Plan de départs anticipés. En Belgique, quand une entreprise lance une restructuration, c’est bien souvent ce levier-là qu’elle active. L’argumentaire est rôdé, on se le passe d’une firme à l’autre, d’un secteur à l’autre: le travailleur de 55 est dépassé par la technologie qui change plus vite que lui, il aspire à autre chose et, en plus, il coûte trop cher. La faute à la rémunération à l’ancienneté, qui alourdit le payroll automatiquement, avec les années qui passent.

Il y a bien mieux à faire que d’aligner les plans de départs anticipés, synonymes d’absurdité.

Refrain connu. Et pourtant, il ne tient pas la route. Si les salaires progressent avec l’ancienneté en Belgique, c’est vrai en début de carrière, beaucoup moins par la suite. La courbe s’arrondit chez nous après 15 ans de métier, alors que les salaires continuent à progresser nettement tout au long de la carrière dans les pays qui nous entourent, comme le souligne une étude d’Eurofound. Et pourtant, les 55-64 ans sont nettement plus nombreux au travail aux Pays-Bas (deux sur trois) ou en Allemagne (sept sur dix) que chez nous (à peine un sur deux). Cherchez l’erreur.

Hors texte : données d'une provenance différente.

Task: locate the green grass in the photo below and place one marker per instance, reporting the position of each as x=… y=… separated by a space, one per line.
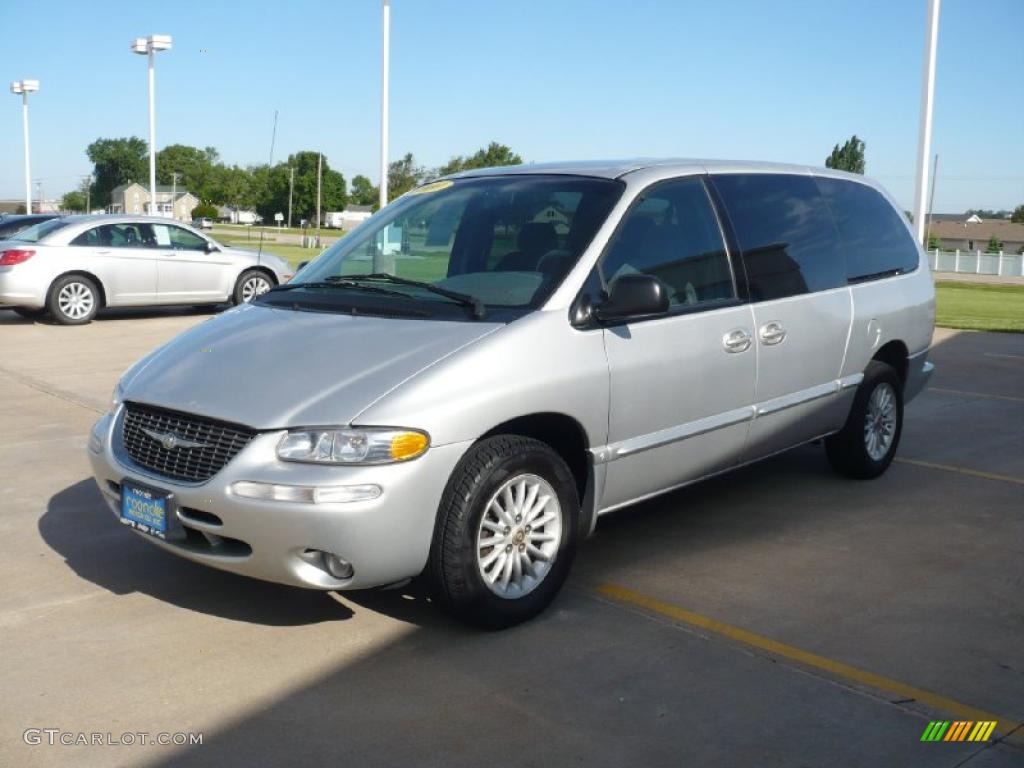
x=292 y=254
x=978 y=306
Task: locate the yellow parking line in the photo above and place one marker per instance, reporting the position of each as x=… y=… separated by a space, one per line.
x=775 y=648
x=961 y=470
x=985 y=395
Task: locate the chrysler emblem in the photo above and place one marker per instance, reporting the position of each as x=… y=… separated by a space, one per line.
x=170 y=440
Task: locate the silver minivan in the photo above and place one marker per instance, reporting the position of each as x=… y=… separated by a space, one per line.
x=461 y=386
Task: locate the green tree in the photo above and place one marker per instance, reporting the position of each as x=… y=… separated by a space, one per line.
x=402 y=175
x=205 y=211
x=274 y=184
x=73 y=201
x=492 y=156
x=197 y=170
x=116 y=161
x=364 y=193
x=850 y=157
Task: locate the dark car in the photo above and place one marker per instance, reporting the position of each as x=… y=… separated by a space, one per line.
x=11 y=224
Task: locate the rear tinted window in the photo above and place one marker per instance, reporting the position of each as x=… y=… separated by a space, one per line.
x=785 y=232
x=875 y=239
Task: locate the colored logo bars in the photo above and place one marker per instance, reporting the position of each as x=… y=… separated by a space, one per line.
x=961 y=730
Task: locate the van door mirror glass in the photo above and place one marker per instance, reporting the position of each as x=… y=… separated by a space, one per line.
x=633 y=296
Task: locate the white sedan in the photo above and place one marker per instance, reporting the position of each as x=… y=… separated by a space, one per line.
x=72 y=266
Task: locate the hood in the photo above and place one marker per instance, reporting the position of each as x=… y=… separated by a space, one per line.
x=269 y=368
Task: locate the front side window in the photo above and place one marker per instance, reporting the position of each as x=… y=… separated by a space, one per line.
x=785 y=231
x=875 y=237
x=505 y=241
x=672 y=233
x=179 y=239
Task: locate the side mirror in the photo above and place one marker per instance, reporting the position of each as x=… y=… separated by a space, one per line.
x=633 y=296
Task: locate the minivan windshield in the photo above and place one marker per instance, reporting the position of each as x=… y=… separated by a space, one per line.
x=476 y=244
x=36 y=232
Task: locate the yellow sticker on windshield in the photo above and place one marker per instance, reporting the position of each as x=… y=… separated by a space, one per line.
x=432 y=187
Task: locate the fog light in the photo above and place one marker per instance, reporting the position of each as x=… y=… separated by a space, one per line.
x=337 y=566
x=305 y=494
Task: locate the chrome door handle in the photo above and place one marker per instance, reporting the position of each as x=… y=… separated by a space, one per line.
x=772 y=333
x=736 y=341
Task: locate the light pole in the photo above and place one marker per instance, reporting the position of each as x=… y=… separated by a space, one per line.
x=24 y=88
x=385 y=76
x=927 y=102
x=148 y=46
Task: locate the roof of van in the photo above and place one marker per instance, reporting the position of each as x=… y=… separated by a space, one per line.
x=619 y=168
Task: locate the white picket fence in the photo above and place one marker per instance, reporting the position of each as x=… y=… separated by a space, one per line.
x=977 y=262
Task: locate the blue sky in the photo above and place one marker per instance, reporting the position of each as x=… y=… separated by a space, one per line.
x=555 y=80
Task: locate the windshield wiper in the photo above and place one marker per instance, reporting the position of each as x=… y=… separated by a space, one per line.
x=479 y=311
x=338 y=282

Le coût du senior n’est donc pas l’argument massue justifiant les mises en prépension si prisées par nos entreprises. C’est un mythe, dit la KULeuven qui s’est penchée sur la question. Un mythe ou plutôt, un alibi.

Car au fond, balancer les aînés en prétendant qu’ils sont trop chers, incapables de s’adapter ou fatigués, c’est plus facile que de revoir la façon dont on mène les carrières jusqu’à leur terme. Adapter le rythme de travail au fil du temps, organiser le transfert de connaissances et d’expérience, c’est autrement plus compliqué que de signer un chèque de sortie.

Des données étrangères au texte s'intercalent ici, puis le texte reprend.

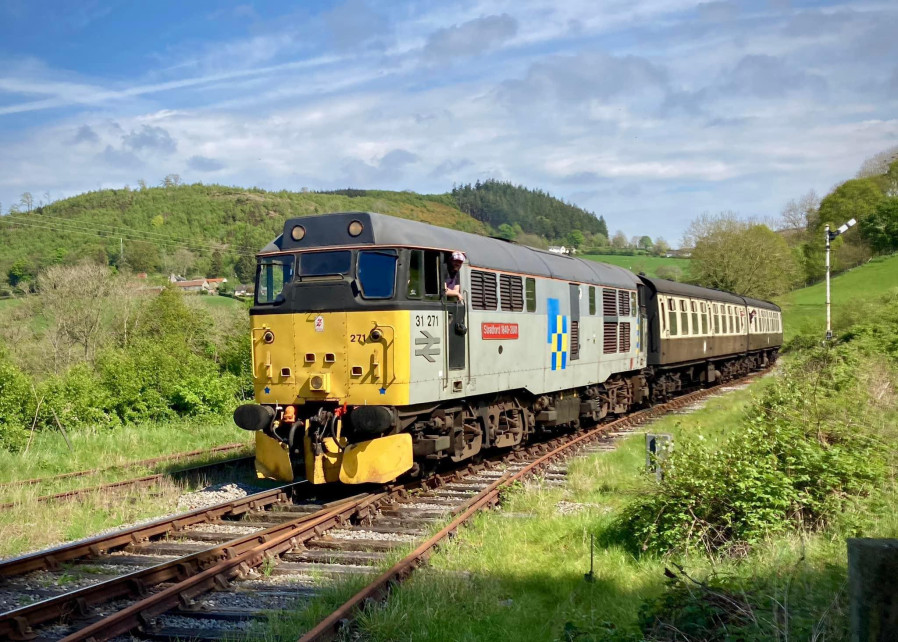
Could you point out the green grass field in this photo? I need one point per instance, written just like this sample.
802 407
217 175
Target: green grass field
637 264
805 309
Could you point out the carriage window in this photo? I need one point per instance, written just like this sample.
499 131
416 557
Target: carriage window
325 264
530 285
377 273
272 274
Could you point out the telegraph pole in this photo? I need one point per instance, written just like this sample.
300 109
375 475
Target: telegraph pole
829 237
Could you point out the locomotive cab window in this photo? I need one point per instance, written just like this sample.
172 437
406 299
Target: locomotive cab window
272 274
324 265
424 275
377 273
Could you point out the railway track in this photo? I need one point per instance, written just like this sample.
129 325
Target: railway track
140 482
214 572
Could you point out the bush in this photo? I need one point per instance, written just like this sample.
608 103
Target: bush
804 452
16 405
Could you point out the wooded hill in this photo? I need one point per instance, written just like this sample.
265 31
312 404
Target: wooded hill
214 230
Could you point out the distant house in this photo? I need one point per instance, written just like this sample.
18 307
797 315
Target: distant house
194 285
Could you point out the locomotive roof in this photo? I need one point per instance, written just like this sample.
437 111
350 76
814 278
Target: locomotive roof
331 230
684 289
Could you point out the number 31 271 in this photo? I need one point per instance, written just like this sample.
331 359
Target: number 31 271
426 320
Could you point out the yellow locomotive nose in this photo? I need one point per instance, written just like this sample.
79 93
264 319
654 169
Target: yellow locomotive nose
320 382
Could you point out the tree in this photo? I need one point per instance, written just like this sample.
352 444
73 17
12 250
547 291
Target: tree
739 256
183 261
878 164
802 214
245 268
575 239
670 272
506 232
28 201
74 298
216 265
19 273
881 227
141 256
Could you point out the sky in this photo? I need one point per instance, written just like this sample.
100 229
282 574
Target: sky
647 112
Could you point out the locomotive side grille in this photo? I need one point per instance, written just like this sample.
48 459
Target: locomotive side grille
624 337
483 290
609 345
609 303
624 298
511 289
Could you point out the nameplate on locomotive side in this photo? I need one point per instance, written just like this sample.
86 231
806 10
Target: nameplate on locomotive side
499 330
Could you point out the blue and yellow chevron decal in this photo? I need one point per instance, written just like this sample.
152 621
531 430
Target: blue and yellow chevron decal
558 334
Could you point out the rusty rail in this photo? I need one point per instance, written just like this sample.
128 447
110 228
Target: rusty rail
235 560
139 482
379 588
50 559
134 464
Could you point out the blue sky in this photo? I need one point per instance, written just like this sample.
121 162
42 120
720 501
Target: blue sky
647 112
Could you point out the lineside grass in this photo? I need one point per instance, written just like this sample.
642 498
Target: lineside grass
804 310
37 525
49 454
518 573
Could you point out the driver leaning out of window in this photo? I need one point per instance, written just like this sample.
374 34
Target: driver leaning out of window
453 279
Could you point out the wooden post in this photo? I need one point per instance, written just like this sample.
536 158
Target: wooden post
873 589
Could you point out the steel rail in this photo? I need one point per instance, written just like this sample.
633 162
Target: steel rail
379 588
94 546
134 464
18 624
139 482
276 540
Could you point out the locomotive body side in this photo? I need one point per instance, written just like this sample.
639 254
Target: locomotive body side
363 369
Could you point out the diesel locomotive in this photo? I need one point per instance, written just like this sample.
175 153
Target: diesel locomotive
365 370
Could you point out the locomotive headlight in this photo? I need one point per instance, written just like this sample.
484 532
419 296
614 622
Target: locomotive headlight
319 383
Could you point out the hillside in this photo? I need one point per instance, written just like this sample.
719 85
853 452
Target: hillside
213 230
191 229
805 309
644 263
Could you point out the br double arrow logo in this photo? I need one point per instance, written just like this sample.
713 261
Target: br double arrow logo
430 346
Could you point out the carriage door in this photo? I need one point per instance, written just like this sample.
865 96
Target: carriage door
575 321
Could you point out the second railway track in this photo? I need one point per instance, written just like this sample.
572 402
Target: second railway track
216 571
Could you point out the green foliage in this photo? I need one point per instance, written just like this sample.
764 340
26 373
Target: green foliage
496 203
15 404
803 453
880 228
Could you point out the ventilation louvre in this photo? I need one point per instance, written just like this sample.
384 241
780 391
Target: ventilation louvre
609 345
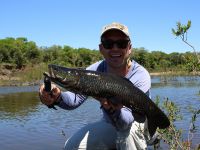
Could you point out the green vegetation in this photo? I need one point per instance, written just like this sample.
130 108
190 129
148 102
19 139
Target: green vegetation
26 61
173 136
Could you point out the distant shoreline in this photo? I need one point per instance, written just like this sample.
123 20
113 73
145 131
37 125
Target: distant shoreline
16 81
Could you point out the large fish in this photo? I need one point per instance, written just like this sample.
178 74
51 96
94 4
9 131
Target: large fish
115 88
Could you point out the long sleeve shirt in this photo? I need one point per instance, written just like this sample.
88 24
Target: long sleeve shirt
122 118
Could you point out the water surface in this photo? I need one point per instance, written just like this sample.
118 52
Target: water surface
27 124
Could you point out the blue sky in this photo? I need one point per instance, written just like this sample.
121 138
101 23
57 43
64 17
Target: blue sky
78 23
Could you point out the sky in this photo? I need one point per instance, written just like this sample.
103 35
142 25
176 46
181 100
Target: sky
78 23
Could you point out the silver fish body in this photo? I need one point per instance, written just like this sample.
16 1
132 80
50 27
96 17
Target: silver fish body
115 88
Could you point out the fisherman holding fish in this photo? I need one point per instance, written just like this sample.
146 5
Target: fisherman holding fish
118 128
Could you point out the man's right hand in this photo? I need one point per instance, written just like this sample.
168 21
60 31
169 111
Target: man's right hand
49 98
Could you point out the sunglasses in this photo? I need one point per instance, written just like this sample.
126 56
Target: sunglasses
108 44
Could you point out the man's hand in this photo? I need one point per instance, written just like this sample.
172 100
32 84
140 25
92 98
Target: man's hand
49 98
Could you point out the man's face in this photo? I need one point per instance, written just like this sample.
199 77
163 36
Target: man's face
116 48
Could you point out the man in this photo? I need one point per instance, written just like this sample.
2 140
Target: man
118 128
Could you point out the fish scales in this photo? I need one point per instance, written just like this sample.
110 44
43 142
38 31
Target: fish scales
115 88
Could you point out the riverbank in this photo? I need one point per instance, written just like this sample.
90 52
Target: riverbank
33 75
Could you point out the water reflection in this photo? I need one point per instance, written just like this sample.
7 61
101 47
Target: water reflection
27 124
175 81
18 105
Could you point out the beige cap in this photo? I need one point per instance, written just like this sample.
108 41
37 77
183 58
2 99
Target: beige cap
116 26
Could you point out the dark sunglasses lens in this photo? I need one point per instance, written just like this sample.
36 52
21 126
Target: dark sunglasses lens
108 44
122 43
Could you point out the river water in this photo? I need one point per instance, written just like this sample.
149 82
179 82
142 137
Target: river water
27 124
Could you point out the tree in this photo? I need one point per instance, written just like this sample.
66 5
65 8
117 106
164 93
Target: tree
181 32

"On t’aimait bien tu sais, mais bon, essaie de comprendre…" On peut continuer encore longtemps à accompagner sur ce mode les aînés vers la sortie. Mais on peut aussi choisir de passer à autre chose. Dans un pays à la démographie vieillissante, dans une économie où tout repose sur la connaissance, il y a bien mieux à faire que d’aligner les plans de départs anticipés, synonymes d’absurdité.